Here is a copypaste for easy copy:
```
_builtin_script = (
    "advanced_model_sampling_script",
    "advanced_model_sampling_script_backported",
    "hypertile_script",
    "soft_inpainting",
)
```

Or use my fork of Adetailer - https://github.com/Anzhc/aadetailer-reforge

## Training

### Model Composition
(Relative to base it's trained from)

Unet: Same
CLIP L: Same, Frozen
CLIP G: Same, Frozen
VAE: [Flux2 VAE](https://huggingface.co/black-forest-labs/FLUX.2-dev/tree/main/vae)


### Training Details
(Main Stage Training)

**Samples seen**(unbatched steps): ~18.5 million samples seen  
**Learning Rate**: 5e-5  
**Effective Batch size**: 1472 (92 Batch Size * 2 Accumulation * 8 GPUs)  
**Precision**: Full BF16  
**Optimizer**: AdamW8bit with Kahan Summation  
**Weight Decay**: 0.01  
**Schedule**: Constant with warmup  
**Timestep Sampling Strategy**: Logit-Normal -0.2 1.5 (sometimes referred to as Lognorm), Shift 2.5  
**Text Encoders**: Frozen  
**Keep Token**: False  
**Tag Dropout**: 10%  
**Uncond Dropout**: 10%  
**Shuffle**: True  

**VAE Conv Padding**: False  
**VAE Shift**: 0.0760  
**VAE Scale**: 0.6043

**Additional Features used**: Protected Tags, Cosine Optimal Transport.

#### Training Data

2 epochs of the original NoobAI dataset, including images up to October 2024, minus screencap data(was not shared).


### LoRA Training

Current stage is trainable, but it is hard to achieve accurate reproduction if subject/content is dependent on small details, as base model did not converge to them yet.
My current style training settings (Anzhc):

**Learning Rate**: tested up to **7.5e-4**  
**Batch Size**: 144 (6 real * 24 accum), using SGA(Stochastic Gradient Accumulation) - without SGA I probably would lower accum to 4-8.  
**Optimizer**: Adamw8bit with Kahan summation  
**Schedule**: ReREX (Use REX for simplicity, or Cosine annealing)  
**Precision**: Full BF16  
**Weight Decay**: 0.02  
**Timestep Sampling Strategy**: Logit-Normal(either 0.0 1.0, or -0.2 1.5), Shift 2.5  

**Dim/Alpha/Conv/Alpha**: 24/24/24/24 (Lycoris/Locon)  

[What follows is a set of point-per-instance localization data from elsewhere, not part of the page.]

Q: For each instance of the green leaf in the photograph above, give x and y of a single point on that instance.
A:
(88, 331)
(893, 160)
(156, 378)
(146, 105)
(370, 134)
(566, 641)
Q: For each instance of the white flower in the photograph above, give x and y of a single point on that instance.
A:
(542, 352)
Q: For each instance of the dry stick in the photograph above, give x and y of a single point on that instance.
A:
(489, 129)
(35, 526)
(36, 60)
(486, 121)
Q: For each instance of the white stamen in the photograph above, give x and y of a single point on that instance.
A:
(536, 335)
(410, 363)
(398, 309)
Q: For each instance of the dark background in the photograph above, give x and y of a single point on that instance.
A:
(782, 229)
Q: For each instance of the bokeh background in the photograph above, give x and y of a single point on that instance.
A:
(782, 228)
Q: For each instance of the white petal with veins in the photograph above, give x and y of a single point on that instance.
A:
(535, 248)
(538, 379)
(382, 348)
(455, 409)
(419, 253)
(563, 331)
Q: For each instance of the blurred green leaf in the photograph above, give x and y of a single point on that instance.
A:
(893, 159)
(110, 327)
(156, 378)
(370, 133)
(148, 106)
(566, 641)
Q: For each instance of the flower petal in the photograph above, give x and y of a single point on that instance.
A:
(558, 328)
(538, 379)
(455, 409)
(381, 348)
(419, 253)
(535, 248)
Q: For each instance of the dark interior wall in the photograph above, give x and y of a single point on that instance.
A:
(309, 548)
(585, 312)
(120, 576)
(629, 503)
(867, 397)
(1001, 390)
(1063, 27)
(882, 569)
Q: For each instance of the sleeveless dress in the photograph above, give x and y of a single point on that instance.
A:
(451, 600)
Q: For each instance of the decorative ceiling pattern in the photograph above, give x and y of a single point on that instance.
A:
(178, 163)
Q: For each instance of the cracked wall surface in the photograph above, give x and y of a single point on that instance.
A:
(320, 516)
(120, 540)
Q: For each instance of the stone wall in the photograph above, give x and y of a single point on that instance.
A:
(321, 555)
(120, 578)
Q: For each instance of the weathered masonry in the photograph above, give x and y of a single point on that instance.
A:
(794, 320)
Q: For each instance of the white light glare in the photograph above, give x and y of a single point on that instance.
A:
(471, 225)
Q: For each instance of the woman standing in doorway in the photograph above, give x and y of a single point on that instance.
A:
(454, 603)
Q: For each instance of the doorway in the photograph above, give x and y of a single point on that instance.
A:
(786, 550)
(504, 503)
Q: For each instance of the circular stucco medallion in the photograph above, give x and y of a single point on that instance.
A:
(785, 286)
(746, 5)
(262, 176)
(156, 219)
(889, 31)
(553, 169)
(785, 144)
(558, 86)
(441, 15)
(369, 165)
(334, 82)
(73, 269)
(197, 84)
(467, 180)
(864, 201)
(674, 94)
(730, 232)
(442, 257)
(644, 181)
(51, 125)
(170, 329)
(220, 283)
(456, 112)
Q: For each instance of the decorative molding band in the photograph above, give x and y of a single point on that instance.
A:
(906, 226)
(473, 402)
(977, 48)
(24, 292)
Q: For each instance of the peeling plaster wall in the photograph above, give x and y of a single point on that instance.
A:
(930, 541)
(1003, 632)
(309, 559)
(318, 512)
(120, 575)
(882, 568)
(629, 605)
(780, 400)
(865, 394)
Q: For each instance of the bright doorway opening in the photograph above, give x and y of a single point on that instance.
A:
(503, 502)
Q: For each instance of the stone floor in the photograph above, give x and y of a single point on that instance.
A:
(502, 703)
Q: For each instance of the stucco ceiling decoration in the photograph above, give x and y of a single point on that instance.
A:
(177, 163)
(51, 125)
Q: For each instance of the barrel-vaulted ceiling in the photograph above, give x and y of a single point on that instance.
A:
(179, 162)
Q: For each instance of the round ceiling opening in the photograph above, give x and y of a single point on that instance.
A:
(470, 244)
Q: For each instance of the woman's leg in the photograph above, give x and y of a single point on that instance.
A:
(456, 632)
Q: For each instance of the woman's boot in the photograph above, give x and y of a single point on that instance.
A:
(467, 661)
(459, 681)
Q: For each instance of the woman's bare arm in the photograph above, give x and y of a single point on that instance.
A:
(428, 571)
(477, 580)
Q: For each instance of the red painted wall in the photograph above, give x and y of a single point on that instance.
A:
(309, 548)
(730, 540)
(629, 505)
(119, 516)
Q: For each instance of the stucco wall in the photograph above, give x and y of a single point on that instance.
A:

**Text Encoders**: Frozen  

**Optimal Transport**: True  

**Expected Dataset Size**: 100 images (Can be even 10, but balance with repeats to roughly this target.)  
**Epochs**: 50  

### Hardware

Model was trained on cloud 8xH200 node.

### Software

Custom fork of [SD-Scripts](https://github.com/bluvoll/sd-scripts)(maintained by Bluvoll)

## Acknowledgements

### Special Thanks

**To a special supporter who singlehandidly sponsored whole run and preferred to stay anonymous**

---

# Support
If you wish to support our continuous effort of making waifus 0.2% better, you can do it here:  

**https://ko-fi.com/bluvoll**

Crypto link pending.

# Potential future

**Expected Compute Needed**: We theorize that the model needs at the very least 20 epochs on full data, ideally 35 Epochs, each epoch was about 460 USD with the provider we use, at the very least each time we reach enough donations to train 2 epochs, we'll resume and train more. If we have enough donations we will update the dataset to most recent data.  
Why not do this now? Caching with Flux 2 VAE takes a whooping 15 hours, and +-20TB since each latent is 2MB, which in itself costs 180 USD of compute time.

We are working on further improvements to pipeline and components at the moment of release of this model, and have plans to upgrade this arch more.